Avant de nous pencher sur les caractéristiques des différents types d’entrepreneurs, il nous faut revenir sur les fondements méthodologiques d’une telle distinction. Lachmann en effet, s’inspire ici largement de la démarche weberienne. En tant qu’élève 429 à l’université de Berlin, Lachmann connaissait parfaitement l’œuvre de M. Weber. Le premier ouvrage de Lachmann s’intitule d’ailleurs The Legacy of Max Weber 430 .

Toutefois, ces « types d’entrepreneurs » ne sont pas des « types idéaux » au sens de M. Weber. L’analyse que fait Lachmann (1971, p. 27) de l’« idéal type », sans doute parce qu’elle est fondée sur l’interprétation de W. Sombart 431 , reste superficielle. Il est intéressant de noter que Lachmann semble conscient de ce biais puisqu’il ne tranche pas entre la définition de l’« idéal type » de Sombart et celle de M. Weber. Il se contente de noter que W. Sombart accuse M. Weber d’avoir confondu l’idéal type avec un concept général applicable à toutes les sciences sociales. Pourtant, Lachmann semble se rapprocher de W. Sombart dans la mesure où il écrit : ‘« le concept d’idéal type de Weber manque de toute référence spécifique à la nature humaine et semble pouvoir être applicable aussi bien au royaume animal et au monde végétal qu’à la sphère humaines »’ (1971, p. 29). Il se contente de noter que l’‘« idéal type a pour but d’ordonner les phénomènes concrets en fonction de leurs distances par rapport à celui-ci »’ (1971, p. 29). Selon lui, le concept d’idéal type ne permet pas de prendre en compte la variété de l’action humaine 432 .

Finalement, il semble que l’interprétation de Lachmann de l’idéal type pose problème. Lachmann reprend la méthode de M. Weber dans la mesure où il choisit de suivre une méthode compréhensive. Toutefois, si l’interprétation est bien au cœur de son analyse, c’est plutôt la subjectivité des interprétations qu’il souligne.

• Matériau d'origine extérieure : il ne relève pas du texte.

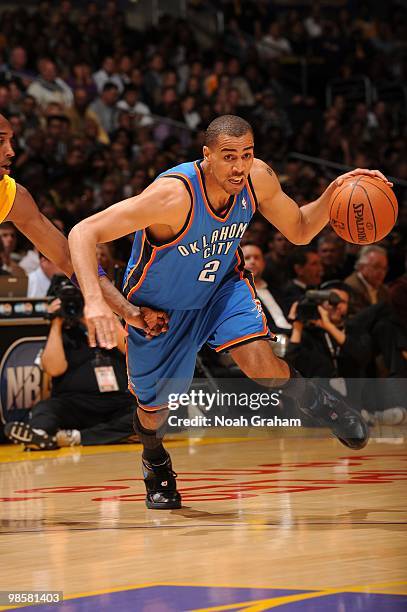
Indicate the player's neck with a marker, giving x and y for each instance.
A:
(217, 196)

L’analyse des types entrepreneuriaux est présentée dans sa forme la plus explicite dans The Market as an Economic Process et plus particulièrement dans le chapitre intitulé « Markets and Market » 433 . Toutefois, l’analyse présentée dans cet ouvrage fait appel à des travaux antérieurs concernant la théorie du capital. Nous serons donc amenés à mettre en perspective l’analyse de 1986 avec les résultats des premiers travaux de l’auteur. Nous reviendrons ainsi plus particulièrement sur le rôle et la nature des activités de spéculation et d’investissement.

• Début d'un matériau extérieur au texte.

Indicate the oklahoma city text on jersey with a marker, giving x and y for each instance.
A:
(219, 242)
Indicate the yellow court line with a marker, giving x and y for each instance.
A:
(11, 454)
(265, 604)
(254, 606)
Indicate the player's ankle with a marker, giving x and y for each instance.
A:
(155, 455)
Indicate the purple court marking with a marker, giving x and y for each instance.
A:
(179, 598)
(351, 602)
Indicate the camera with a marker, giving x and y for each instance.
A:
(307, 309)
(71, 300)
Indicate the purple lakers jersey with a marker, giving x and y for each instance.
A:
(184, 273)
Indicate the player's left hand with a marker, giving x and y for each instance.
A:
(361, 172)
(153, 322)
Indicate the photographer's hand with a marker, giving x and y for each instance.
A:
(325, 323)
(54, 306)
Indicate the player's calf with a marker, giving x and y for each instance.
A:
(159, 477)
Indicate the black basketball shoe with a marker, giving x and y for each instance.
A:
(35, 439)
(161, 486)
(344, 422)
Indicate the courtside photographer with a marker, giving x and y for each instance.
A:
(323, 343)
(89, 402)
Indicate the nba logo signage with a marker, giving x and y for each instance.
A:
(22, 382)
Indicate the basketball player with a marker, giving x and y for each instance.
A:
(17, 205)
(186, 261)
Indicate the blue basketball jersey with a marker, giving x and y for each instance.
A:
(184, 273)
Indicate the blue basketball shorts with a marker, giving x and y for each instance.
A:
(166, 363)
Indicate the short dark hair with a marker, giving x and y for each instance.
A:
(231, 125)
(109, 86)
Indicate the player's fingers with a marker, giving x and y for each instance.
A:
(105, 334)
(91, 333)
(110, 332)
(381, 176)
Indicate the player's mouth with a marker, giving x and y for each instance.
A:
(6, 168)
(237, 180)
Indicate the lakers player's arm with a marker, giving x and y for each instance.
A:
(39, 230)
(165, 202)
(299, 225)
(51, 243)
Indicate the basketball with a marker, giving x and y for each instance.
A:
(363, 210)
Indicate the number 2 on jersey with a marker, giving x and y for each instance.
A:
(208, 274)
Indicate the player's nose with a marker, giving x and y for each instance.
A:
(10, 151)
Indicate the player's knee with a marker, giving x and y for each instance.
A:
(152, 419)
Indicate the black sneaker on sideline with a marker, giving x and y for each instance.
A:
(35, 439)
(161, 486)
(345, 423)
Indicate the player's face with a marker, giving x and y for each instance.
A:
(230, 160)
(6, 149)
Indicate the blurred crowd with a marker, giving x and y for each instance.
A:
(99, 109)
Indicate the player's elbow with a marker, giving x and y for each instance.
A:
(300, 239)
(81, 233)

Lachmann (1986, pp. 125-127) distingue trois type d’entrepreneurs reposant chacun surun mode d’interaction différent : l’arbitragiste [arbitrageur], l’innovateur [innovator] ou le spéculateur [speculator]. Notons tout d’abord que les trois types portent les mêmes noms que ceux proposés par Kirzner (1984, pp. 84-86). Cependant, de nombreuses différences quant aux définitions de ces types apparaissent entre les deux auteurs comme nous allons le voir maintenant.

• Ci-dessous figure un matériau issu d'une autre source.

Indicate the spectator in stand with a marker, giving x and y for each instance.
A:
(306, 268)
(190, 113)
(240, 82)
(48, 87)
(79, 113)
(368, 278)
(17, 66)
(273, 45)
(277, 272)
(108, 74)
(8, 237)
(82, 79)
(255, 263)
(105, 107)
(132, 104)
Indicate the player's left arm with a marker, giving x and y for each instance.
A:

L’arbitragiste, tout d’abord, cherche à réaliser un gain en exploitant les différences de prix ou entre le prix et le coût à un moment donné. Son action permet donc d’équilibrer offres et demandes (en statique). L’innovateur ensuite espère tirer profit des différences intertemporelles de prix que son action pourra produire. Enfin, le spéculateur cherche à exploiter des différences intertemporelles de prix sur lesquelles son action n’a aucune influence. Lachmann distingue ainsi les spéculateurs et les innovateurs, qui fondent leurs jugements et leurs décisions sur des anticipations, des arbitragistes qui agissent en fonction des changements passés. L’action des spéculateurs et des innovateurs dépend de l’avenir, contrairement à celle de l’arbitragiste. Pourtant, il paraît discutable, au vue même de la représentation du choix humain chez Lachmann, que l’arbitragiste se fonde uniquement sur le passé pour agir, sauf à considérer qu’il disparaîtra une fois son action accomplie 434 . Toute action étant fondée sur une représentation du futur, il semble que l’arbitragiste décrit par Lachmann doive agir lui aussi en fonction d’une anticipation. Si l’on veut donc conserver la définition de Lachmann et l’opposition avec les deux autres types, il semble que l’on doive considérer l’arbitragiste comme supposant que la situation dans laquelle il se trouve ne se verra pas modifiée de manière significative dans le futur.

Nous retrouvons ainsi la définition de Kirzner (1984, p. 84) pour qui l’arbitragiste ne fait que découvrir des erreurs passées et corriger ces erreurs. Il se contente de tirer profit des différences de prix sans penser aux conséquences que peut avoir son action sur les anticipations des autres individus. L’arbitragiste ignore donc que son action peut avoir des répercussions non seulement sur l’action des autres individus mais sur les résultats de sa propre action. En poussant un peu plus l’analyse, nous pourrions même dire que d’une certaine manière, l’arbitragiste fait preuve d’une parfaite rationalité au sens donné aujourd’hui par la théorie microéconomique, dans la mesure où il ne tient pas compte de l’interaction avec les autres individus. Cette interprétation nous semble d’autant plus plausible qu’elle est compatible avec l’existence d’une connaissance imparfaite des individus comme celle que Lachmann suppose.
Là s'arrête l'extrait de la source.